For a reference if you are new to LaTeX, see the [overleaf documentation for mathematical expressions](https://www.overleaf.com/learn/latex/mathematical_expressions). Some particular LaTeX commands you might find useful include:
- To write a fraction, use `\frac{numerator}{denominator}` like $\frac{3}{4}$
- To write set intersection and union use `\cap` and `\cup` respectively like $A \cap B$ and $A \cup B$.
- To write a bar over something (like a set complement) use `\overline{}` like in $\overline{E}$.
- To write a subscript or superscript, use `_{}` or `^{}` as in $X_{n}$ or $X^{2}$.
- To write a sum or product, use `\sum` or `\prod` as in $\sum_{i=1}^{n} X_i$ or $\prod_{i=1}^{n} X_i$.

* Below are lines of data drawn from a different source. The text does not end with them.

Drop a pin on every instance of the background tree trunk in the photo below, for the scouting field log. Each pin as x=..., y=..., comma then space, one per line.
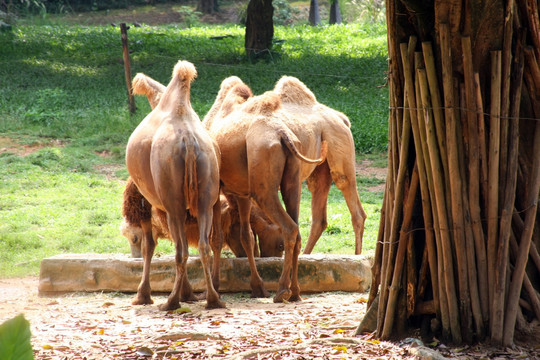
x=314, y=14
x=464, y=126
x=259, y=28
x=335, y=13
x=207, y=6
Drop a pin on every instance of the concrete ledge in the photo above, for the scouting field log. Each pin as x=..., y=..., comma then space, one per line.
x=118, y=272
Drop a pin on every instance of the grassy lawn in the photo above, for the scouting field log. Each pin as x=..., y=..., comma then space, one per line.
x=64, y=122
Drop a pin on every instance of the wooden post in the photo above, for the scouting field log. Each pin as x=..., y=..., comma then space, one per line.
x=127, y=67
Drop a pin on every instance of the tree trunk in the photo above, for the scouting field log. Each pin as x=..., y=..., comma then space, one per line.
x=259, y=28
x=335, y=13
x=314, y=14
x=465, y=77
x=207, y=6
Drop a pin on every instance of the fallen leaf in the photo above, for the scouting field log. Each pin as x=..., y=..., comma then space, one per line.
x=182, y=310
x=144, y=351
x=340, y=348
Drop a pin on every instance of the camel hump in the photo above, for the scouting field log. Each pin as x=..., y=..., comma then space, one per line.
x=287, y=139
x=140, y=85
x=266, y=103
x=292, y=90
x=185, y=71
x=135, y=207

An example of the level of explanation we are expecting is if we asked you to calculate the probability that a dice roll is even or > 3 (like in the videos), we'd first expect a translation to probabilistic terms and then transformations until you find the number like so:

$$ P(even \cup roll > 3) = P(even \cup roll > 3) $$
$$ =P(even) + P(roll > 3) - P(even \cap roll > 3) $$
$$ = \frac{1}{2} + \frac{1}{2} - \frac{1}{3} $$
$$ =\frac{2}{3} $$

### Question 1
Suppose we roll a single fair six-sided die (meaning we get a number from 1 to 6 drawn uniformly at random) and toss a single fair coin (meaning we get heads or tails each with 50% probability). For each of the following events, what is the probability of the event?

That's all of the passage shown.